Tuesday, June 11, 2024

Hilton Head Island: an epic life indeed; two hemispheres; two poems of Richard Murphy; two lines from Tim Robinson

Yesterday I changed a door knob.  Today Carol and I walked down to the marina pier.  Well, some days are more epic than others.

However each day I am improving.  No.  That’s wrong.  I am pretty much as I have been for decades.  But each day since being meshed I have decidedly less discomfort and move more easily, which is something.  

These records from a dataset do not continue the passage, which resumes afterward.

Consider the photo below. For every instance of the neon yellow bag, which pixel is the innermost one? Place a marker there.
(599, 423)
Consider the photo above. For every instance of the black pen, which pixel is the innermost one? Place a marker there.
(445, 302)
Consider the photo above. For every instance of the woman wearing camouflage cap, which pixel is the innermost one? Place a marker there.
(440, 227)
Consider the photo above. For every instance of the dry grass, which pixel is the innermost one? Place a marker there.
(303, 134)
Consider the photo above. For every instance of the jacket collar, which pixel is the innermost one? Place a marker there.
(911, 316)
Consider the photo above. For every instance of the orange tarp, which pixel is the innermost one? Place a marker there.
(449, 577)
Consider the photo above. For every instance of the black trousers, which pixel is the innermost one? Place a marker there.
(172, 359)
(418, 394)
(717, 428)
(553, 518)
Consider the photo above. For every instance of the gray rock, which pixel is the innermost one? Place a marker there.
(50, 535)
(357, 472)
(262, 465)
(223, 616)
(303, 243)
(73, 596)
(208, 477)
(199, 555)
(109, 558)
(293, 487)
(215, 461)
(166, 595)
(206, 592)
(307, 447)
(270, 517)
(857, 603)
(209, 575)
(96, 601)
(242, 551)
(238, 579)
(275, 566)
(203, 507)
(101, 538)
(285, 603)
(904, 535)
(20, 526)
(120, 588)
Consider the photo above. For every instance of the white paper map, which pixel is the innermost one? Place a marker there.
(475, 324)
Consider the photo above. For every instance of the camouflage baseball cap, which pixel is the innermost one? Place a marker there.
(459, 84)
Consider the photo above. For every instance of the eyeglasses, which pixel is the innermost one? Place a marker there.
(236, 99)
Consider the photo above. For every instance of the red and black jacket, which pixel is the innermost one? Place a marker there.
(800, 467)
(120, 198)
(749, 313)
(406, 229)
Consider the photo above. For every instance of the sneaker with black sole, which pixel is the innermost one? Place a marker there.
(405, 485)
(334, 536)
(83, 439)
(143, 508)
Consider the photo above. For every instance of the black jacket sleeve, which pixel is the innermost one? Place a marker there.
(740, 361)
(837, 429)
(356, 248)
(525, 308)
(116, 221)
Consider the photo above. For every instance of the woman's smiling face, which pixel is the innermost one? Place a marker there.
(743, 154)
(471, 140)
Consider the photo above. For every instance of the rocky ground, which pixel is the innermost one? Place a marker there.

My friends, Michael, Layne, and their trusty dog, Rusty, have been living on board their Dodge van named GANNET 2 for a couple of years, traveling for the past year south through Latin and South America.  The van has a custom interior and life on board is much like living on a boat, though GANNET 2 points higher than GANNET.

They have just entered Ecuador and are about to cross the Equator, if they have not already done so.

I knew that 90% of our species live in the Northern Hemisphere, but I had to google to learn that 68% of the world’s land is north of the Equator. 

You already know that I like the Southern hemisphere better, but I have never touched the land through which GANNET 2’s intrepid crew will be traveling.  I wish them land joy.  Assuming there is such a thing.

https://conchscooter.blogspot.com/




The collection of Richard Murphy’s poetry I am reading is titled, THE PLEASURE GARDEN:  POEMS 1952-2012.  Murphy was born in 1927 and died in 2018.  Here are two more of his poems, but they come with a caveat.  The poems that I have enjoyed and admire greatly, including these two, were written before 1974.  Starting about then he returned to the social world.  He was poet in residence at several U.S. universities.  And his poems mostly become about the petty trivial disappointments and aggravations of modern life.  Not surprisingly I like them much less.  He spent the last years of his life in Sri Lanka and died there.  I have not yet come to those final Sri Lanka poems and am curious what I will find.





From Tim Robinson’s A LITTLE GAELIC KINGDOM.

Lies and wonders are what the world wants to hear.

and

What is it that comes into existence when you step into it and ceases to exist when you step out?  The exact answer is your life, of course; but an island is an approximate answer, only slightly blurred by the aura of expectation extending before one’s visit and of memory prolonging it.

I very much like living on an island.




1 comment:

Anonymous said...

Thank you Webb for your always interesting posts! I am enjoying the poetry while in a sunny respite from the rain this week!